From Egyptian Baskets to Rattan Garden Furniture: The History Of Wicker
Rattan garden furniture is all but ubiquitous in present-day western society. Whether made of the actual, natural material or its highly popular synthetic facsimile, almost every garden features at least one of these types of items.
Yet what most rattan garden furniture enthusiasts may not be aware of is the way in which this material entered the western world, and subsequently became popular therein. The path linking the first few wicker-woven pieces to modern-day rattan garden furniture is a long and complex one, and this article will seek to offer a brief insight into its different stages.
In The Beginning
The story of wicker-woven furniture begins in ancient Egypt during the time of the pharaohs, specifically around 3000 B.C.. It was here that archaeologists have been able to place the first few pieces of wicker furniture, made not yet from rattan, but from weeds and reeds found in local swamps. These were used to weave baskets, chests and chairs, which were thought to be quite popular among Egyptians.

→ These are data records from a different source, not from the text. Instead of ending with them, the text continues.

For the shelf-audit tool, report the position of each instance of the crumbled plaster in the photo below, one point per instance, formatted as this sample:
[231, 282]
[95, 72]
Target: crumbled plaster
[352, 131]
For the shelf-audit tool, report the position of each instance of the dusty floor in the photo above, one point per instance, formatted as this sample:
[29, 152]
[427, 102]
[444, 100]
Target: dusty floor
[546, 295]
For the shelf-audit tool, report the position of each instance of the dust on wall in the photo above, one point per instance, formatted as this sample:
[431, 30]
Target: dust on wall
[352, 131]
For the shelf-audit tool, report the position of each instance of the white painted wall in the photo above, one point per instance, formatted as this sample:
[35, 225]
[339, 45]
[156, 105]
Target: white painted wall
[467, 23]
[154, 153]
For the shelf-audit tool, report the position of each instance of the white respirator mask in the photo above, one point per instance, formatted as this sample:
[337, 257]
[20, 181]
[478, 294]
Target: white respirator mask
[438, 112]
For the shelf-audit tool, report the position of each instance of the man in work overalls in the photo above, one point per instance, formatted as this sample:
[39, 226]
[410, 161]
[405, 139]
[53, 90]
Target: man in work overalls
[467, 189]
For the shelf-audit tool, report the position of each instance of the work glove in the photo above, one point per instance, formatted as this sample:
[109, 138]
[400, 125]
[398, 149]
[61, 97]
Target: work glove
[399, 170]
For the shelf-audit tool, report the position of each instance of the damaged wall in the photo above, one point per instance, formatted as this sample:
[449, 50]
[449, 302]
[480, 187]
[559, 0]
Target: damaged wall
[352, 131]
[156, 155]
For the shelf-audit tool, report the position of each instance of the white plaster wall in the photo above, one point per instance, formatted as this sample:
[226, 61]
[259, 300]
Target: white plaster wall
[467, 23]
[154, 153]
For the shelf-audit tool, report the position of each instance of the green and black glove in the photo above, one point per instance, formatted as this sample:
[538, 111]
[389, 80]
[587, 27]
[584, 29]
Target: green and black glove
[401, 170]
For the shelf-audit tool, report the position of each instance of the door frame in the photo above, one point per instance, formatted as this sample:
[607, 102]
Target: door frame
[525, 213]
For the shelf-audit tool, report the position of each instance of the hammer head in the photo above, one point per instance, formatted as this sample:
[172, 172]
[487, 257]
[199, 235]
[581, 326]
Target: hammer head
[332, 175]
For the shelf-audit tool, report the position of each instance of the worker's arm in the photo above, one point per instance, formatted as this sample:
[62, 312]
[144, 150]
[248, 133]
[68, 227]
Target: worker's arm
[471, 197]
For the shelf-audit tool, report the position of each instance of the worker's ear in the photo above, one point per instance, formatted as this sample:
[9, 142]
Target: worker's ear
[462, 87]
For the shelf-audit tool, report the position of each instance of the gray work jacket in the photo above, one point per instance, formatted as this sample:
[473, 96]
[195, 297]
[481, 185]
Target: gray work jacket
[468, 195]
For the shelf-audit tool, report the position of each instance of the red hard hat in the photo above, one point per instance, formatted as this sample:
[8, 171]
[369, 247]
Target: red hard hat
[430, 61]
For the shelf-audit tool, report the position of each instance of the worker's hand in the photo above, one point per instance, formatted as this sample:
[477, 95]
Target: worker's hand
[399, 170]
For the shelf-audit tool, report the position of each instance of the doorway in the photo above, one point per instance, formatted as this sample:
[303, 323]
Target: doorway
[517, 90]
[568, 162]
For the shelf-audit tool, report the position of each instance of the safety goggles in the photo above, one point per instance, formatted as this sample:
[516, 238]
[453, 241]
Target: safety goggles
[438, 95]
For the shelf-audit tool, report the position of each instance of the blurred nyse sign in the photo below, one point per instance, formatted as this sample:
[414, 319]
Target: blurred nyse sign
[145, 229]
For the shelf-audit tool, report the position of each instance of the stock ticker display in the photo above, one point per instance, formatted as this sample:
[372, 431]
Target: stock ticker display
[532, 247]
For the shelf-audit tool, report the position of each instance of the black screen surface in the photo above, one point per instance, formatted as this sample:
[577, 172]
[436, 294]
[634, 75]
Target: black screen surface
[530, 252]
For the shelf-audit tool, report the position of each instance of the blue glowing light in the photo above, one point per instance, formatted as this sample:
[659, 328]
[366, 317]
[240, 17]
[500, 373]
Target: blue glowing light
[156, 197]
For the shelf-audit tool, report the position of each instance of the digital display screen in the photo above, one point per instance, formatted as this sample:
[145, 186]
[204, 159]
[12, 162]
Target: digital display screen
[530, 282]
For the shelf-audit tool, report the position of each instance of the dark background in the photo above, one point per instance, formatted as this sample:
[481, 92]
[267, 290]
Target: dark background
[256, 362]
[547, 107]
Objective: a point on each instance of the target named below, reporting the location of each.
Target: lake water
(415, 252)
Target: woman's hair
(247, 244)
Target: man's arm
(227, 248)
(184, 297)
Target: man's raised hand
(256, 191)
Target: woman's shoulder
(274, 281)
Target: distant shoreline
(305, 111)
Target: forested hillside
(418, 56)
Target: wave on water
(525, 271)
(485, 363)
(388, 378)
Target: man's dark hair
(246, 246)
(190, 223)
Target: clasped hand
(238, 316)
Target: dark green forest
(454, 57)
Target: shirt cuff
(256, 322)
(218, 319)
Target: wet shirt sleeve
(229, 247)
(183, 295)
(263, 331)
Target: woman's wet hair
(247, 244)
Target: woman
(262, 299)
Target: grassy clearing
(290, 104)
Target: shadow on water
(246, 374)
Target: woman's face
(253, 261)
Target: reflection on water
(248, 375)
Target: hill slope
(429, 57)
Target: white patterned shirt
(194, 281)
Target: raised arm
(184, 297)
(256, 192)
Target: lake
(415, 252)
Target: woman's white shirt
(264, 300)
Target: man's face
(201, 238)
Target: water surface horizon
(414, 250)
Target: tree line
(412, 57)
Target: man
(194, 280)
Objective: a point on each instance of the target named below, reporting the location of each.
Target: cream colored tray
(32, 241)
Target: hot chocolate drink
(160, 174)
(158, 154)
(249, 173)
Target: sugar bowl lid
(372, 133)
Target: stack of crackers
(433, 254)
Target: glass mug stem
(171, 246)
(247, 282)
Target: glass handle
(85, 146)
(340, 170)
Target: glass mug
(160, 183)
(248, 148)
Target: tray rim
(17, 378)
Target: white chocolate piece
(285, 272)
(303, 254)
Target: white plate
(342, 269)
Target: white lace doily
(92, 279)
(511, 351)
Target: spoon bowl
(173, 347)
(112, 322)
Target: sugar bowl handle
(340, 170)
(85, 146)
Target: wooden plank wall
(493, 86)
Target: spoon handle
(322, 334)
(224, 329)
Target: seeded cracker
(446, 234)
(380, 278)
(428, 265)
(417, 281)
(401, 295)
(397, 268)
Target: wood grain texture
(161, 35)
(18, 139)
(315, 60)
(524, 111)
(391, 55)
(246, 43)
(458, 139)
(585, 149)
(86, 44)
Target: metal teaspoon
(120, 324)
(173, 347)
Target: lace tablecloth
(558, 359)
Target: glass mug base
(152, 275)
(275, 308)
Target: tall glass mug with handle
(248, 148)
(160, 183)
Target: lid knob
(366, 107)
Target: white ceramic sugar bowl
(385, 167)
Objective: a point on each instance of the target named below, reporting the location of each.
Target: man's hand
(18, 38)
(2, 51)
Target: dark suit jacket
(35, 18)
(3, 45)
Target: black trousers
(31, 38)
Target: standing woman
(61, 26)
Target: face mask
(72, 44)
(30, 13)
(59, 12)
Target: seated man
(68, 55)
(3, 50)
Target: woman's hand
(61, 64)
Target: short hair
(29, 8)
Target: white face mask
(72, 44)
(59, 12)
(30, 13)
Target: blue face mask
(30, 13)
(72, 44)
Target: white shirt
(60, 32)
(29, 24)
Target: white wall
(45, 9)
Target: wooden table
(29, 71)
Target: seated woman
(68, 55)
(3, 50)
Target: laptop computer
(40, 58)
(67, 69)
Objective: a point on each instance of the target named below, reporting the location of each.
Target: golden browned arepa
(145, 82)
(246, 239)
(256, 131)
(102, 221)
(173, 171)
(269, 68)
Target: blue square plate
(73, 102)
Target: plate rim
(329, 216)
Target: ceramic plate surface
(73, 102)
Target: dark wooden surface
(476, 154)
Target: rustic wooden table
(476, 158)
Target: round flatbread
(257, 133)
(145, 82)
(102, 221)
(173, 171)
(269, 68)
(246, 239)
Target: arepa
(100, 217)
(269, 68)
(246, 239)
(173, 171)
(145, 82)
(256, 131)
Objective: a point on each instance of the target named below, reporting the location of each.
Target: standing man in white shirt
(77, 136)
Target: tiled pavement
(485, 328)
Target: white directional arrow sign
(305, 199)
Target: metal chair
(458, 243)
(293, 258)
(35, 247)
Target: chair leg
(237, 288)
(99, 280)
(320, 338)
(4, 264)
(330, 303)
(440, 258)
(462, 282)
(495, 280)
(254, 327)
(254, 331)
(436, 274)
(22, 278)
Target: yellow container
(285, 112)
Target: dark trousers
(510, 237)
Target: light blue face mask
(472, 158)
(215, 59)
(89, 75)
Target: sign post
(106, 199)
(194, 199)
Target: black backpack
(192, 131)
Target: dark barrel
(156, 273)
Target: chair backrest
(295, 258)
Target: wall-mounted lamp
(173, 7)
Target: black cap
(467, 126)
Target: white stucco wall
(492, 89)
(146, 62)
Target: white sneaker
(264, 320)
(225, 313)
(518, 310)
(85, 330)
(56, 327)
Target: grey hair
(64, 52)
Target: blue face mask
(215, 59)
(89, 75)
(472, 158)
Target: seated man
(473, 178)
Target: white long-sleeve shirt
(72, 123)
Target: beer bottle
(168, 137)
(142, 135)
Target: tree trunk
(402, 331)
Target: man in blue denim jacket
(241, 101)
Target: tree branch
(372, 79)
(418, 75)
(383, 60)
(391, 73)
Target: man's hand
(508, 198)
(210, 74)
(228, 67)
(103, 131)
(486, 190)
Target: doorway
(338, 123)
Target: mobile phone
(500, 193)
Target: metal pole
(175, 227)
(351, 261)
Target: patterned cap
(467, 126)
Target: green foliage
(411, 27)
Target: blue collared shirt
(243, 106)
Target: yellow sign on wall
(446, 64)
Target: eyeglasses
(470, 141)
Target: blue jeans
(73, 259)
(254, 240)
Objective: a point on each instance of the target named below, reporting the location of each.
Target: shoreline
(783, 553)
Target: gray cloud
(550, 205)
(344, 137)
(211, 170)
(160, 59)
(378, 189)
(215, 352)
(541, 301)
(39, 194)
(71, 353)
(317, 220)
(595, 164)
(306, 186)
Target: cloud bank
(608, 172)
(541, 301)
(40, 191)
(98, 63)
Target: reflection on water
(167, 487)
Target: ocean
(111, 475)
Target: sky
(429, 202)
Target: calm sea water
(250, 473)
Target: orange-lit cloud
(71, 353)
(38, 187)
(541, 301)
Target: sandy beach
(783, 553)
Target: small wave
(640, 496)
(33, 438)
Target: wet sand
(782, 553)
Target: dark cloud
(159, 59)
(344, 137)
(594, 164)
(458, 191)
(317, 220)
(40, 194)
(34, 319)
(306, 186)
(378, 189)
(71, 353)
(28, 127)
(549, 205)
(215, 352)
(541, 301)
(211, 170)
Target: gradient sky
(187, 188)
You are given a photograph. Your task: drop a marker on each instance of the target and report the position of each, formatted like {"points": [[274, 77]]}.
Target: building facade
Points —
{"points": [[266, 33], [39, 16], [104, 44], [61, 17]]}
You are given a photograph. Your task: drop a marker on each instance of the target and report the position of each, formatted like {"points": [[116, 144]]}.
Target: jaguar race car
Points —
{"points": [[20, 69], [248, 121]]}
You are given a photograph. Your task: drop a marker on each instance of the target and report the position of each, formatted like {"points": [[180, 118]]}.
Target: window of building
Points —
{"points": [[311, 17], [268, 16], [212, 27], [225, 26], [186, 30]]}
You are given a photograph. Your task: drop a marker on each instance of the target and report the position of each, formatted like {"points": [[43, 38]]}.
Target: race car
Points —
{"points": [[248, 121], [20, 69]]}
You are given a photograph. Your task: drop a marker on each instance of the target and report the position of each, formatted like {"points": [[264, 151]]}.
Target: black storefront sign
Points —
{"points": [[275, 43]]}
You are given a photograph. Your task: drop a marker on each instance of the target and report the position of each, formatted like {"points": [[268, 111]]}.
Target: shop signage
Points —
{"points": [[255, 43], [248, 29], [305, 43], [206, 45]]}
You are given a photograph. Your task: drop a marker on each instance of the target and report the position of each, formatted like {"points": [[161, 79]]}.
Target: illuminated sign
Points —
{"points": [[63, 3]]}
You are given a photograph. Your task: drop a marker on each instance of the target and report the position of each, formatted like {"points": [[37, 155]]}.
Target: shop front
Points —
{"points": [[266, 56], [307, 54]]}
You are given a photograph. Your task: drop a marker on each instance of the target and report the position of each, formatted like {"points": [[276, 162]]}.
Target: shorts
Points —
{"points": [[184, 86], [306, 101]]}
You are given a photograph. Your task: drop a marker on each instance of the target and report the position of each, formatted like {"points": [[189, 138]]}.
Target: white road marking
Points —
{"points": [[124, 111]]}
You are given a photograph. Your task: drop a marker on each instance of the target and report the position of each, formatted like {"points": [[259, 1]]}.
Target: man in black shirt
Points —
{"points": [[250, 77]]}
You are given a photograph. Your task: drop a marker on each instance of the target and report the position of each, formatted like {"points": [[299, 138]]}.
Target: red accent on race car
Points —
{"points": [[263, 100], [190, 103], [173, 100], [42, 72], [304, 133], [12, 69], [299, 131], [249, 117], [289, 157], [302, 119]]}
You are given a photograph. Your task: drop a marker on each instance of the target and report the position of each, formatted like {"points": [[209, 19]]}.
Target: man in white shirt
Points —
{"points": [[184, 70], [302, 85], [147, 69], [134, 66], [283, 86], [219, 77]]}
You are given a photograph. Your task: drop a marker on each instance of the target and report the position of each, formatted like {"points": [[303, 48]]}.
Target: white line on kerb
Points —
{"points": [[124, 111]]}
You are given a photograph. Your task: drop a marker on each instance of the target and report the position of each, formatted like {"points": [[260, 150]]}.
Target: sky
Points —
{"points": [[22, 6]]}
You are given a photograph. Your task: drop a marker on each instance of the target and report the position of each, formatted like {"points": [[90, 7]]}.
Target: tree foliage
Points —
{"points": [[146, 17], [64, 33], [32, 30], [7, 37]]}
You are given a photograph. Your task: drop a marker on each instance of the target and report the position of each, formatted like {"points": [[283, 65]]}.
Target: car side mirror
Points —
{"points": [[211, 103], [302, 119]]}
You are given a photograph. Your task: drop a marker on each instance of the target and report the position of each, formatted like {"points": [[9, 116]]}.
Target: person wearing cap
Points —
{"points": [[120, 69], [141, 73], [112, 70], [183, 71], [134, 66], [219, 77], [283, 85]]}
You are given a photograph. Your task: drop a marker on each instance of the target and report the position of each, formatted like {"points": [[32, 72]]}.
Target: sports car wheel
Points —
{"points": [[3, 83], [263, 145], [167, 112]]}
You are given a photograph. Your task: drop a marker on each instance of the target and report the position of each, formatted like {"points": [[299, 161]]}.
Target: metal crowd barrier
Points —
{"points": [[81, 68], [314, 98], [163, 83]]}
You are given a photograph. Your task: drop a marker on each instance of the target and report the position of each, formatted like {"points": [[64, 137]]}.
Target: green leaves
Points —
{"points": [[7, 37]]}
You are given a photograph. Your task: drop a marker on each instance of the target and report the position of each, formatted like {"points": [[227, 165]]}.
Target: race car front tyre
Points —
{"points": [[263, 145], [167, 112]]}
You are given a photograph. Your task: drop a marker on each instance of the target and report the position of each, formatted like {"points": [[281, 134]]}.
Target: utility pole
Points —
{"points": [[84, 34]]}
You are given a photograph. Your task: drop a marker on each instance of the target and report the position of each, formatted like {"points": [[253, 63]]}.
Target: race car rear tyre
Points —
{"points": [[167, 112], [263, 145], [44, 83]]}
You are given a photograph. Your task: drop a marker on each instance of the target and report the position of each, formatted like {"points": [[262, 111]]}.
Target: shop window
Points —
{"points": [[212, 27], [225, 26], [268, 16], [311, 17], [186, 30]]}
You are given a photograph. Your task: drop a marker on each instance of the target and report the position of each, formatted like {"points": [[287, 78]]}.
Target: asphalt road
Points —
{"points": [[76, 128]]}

When the Roman Empire later invaded Egypt, wicker weaving was one of the many local customs which got assimilated into the host culture. Romans took to wicker furniture just as much as Egyptians, and woven pieces became a popular sight in patios across the Empire. Eventually, the Romans began to develop their own style of wicker-weaving, and their items took on an identity of their own.
Death and Rebirth
As with most things involving manufacture, wicker furniture production would experience a steep decline during the Dark Ages. The impoverished status of most of the world’s population during that time, and the preference for sturdier materials such as wood and iron, caused wicker furniture to become overlooked during this period, and eventually cast aside in favour of the aforementioned materials.
As such, the history of this type of item would remain stagnant until the Renaissance period, when a renewed interest for arts and manufacture brought wicker furniture back to public consciousness. The material quickly became popular across Europe once again, and the advent of seafaring travel would soon bring about a game-changing development for wicker-woven furniture.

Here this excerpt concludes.